Kadınlara cezaevlerinde rutin olarak ayrımcılık yapıldığı ve kadın haklarına riayet edilmediği tespit edildi. Kanada’da yerli kadınlara yönelik ayrımcılık ve şiddet olayları devam etmektedir. Kasaba ve şehirlerde yaşayan birçok yerli kadının kaçırıldığı, kayıp olduğu ve öldürüldüğü; tüm bu olanlara karşı hükümetin hiçbir önlem almadığı belirtildi.
MEKSİKA
Meksika’da yaşanan insan hakları ihlallerinin en önemli sebebi ceza hukukundaki yasal boşluklardır. Gözaltına alınan insanların insani değerlerle bağdaşmayan muamelelere maruz kalması, işkencenin yaygın olması ve diğer insan hakları ihlallerinde resmi görevlilerin sorumlu tutulamaması bu yasal boşluktan kaynaklanmaktaydı. Göreve geldiği yıl, bu problemlerin üzerine gidileceğine ve yapılacak reformlarla düzelme sağlanacağına dair söz veren Vicente Fox, verdiği sözü tutmamakla sürekli suçlandı.

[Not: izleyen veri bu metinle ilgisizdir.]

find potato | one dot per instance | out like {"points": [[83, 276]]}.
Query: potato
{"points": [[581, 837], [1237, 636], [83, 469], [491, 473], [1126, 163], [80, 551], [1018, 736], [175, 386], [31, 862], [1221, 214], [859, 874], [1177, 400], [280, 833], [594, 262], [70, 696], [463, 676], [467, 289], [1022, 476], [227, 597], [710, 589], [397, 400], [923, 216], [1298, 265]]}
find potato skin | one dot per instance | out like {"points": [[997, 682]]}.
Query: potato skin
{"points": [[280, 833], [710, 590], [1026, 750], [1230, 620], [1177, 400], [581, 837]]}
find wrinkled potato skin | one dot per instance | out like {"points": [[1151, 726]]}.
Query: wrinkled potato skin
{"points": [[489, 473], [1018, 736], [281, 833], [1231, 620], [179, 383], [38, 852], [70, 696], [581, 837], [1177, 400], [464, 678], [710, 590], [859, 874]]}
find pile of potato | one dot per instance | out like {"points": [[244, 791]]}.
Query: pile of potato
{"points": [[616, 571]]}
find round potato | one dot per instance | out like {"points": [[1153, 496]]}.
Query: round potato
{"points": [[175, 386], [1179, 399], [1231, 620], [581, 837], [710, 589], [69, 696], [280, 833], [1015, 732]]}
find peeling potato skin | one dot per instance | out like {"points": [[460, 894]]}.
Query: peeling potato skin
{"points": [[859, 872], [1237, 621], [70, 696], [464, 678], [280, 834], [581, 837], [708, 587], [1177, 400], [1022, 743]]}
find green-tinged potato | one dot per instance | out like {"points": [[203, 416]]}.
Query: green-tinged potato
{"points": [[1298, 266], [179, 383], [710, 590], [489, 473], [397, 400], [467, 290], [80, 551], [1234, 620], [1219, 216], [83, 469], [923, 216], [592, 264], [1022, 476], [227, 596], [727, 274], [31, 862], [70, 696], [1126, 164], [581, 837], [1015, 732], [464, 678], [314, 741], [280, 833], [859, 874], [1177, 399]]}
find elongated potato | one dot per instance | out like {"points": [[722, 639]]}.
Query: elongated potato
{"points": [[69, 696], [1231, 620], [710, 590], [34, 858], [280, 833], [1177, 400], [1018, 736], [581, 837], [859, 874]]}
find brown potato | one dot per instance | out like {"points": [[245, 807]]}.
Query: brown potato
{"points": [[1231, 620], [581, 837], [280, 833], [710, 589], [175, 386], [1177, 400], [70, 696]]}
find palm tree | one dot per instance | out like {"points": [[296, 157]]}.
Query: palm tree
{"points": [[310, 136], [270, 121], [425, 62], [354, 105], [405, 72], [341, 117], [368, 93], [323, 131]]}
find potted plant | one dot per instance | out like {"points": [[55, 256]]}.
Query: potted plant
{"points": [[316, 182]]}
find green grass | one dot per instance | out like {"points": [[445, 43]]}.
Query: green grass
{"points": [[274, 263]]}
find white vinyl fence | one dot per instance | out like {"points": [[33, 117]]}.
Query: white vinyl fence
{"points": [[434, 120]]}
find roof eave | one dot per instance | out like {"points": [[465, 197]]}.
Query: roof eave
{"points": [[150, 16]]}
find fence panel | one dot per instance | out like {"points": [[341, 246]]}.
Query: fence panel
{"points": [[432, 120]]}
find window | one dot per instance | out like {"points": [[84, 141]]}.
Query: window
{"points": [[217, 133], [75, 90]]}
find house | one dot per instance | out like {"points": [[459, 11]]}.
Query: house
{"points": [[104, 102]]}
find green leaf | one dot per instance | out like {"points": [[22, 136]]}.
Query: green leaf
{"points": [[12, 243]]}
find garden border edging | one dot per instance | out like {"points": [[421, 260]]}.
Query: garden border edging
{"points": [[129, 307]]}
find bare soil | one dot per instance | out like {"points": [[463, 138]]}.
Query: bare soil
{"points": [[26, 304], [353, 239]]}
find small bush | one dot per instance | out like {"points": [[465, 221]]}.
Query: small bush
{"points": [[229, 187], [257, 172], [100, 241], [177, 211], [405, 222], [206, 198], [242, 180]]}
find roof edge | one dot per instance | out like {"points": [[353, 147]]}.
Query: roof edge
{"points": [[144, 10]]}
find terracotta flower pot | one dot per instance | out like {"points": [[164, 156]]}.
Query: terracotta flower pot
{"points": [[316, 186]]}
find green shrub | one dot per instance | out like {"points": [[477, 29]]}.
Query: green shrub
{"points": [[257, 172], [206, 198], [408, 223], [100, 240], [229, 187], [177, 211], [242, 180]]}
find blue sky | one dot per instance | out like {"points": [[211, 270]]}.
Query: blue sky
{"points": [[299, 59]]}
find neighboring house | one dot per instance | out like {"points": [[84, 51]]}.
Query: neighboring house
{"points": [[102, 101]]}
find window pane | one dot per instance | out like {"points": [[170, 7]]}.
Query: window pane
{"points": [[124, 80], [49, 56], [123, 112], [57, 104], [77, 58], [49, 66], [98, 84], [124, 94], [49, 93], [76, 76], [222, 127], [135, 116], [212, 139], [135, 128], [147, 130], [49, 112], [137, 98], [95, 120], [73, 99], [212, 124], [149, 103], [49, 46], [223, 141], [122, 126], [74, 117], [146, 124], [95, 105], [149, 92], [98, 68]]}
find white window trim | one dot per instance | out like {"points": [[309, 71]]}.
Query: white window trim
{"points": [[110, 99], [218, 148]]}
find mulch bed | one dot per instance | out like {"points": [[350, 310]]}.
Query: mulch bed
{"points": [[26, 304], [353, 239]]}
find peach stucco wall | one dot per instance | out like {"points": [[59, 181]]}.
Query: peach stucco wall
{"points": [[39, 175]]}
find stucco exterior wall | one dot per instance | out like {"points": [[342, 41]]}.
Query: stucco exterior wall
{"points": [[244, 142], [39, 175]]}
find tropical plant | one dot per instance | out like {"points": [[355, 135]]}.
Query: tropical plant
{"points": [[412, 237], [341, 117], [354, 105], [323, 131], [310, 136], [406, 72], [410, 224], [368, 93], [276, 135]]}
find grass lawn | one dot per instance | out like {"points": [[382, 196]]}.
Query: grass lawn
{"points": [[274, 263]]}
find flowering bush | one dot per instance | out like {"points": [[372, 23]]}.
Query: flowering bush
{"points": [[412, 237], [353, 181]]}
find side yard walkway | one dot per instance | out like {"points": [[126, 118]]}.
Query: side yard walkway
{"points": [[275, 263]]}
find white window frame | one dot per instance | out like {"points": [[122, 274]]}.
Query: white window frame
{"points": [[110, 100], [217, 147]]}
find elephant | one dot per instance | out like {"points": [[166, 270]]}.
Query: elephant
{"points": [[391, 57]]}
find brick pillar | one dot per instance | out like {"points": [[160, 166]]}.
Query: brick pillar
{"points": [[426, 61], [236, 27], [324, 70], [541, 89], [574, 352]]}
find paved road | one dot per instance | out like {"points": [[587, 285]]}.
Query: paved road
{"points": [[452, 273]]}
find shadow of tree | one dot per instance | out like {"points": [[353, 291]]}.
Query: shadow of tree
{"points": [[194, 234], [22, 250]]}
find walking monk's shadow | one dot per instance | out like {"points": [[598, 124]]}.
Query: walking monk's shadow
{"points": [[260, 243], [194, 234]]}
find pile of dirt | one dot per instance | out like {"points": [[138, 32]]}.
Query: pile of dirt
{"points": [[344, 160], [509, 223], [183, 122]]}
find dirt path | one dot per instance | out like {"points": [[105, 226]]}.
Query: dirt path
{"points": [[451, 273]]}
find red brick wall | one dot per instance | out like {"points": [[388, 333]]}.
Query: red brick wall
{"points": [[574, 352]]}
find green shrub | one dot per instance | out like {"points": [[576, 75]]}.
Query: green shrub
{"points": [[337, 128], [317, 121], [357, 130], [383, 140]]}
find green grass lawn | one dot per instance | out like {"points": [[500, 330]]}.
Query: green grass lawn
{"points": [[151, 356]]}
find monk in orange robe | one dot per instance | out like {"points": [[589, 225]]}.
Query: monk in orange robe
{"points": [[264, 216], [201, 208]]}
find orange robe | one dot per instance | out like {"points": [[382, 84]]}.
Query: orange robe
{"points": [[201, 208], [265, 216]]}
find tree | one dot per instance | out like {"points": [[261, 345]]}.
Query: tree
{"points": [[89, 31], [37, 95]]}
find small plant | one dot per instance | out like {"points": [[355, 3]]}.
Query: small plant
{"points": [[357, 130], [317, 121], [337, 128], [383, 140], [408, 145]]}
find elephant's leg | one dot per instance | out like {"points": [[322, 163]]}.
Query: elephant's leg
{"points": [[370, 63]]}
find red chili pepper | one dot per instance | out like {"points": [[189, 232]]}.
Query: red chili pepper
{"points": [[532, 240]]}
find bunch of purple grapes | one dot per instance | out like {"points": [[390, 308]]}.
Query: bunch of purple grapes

2004 yılı Meksika için insan hakları alanında çok önemli bir gelişmeye şahit oldu. Vicente Fox, 2001 yılında geçmiş dönemlerde yaşanan insan hakları ihlallerini ve resmi görevlilerin adının karıştığı şiddet olaylarını araştırması için özel bir savcı görevlendirmişti. Özel görevli savcı, bu yılın şubat ayında ilk tutuklamasını yaptı ve eski güvenlik şefi Nazzar Harro gözaltına alındı. Bu gelişme, Meksika’daki insan haklarının gelişmesi için çok büyük bir hamle ve bir ümit ışığıdır.
İnsan haklarında yaşanan bu olumlu gelişmeye rağmen Meksika’da bu yıl,özellikle eğitim görme özgürlüğünde, kadın haklarında, ifade özgürlüğünde ve politik haklarda birçok ihlal yaşandı.
Uyuşturucu kaçakçılığı ile ilgili haberlerle tanınan Zeta dergisi editör yardımcısı Ortiz Franco’nun öldürülmesi, gazetecilere yönelik çeşitli saldırıların ve baskıların olması ve bazı politik grupların adlarının karıştığı siyasi suikastlerin yaşanması bu ihlallerin en çarpıcı örneklerindendi. Ayrıca birçok bölgede kadınlara yönelik şiddetin kronik bir hal aldığı gözlenirken, okul çağına gelmiş olduğu halde , altyapı ve öğretmen eksikliği nedeniyle eğitim göremeyen birçok çocuğun bulunduğu da tespit edildi.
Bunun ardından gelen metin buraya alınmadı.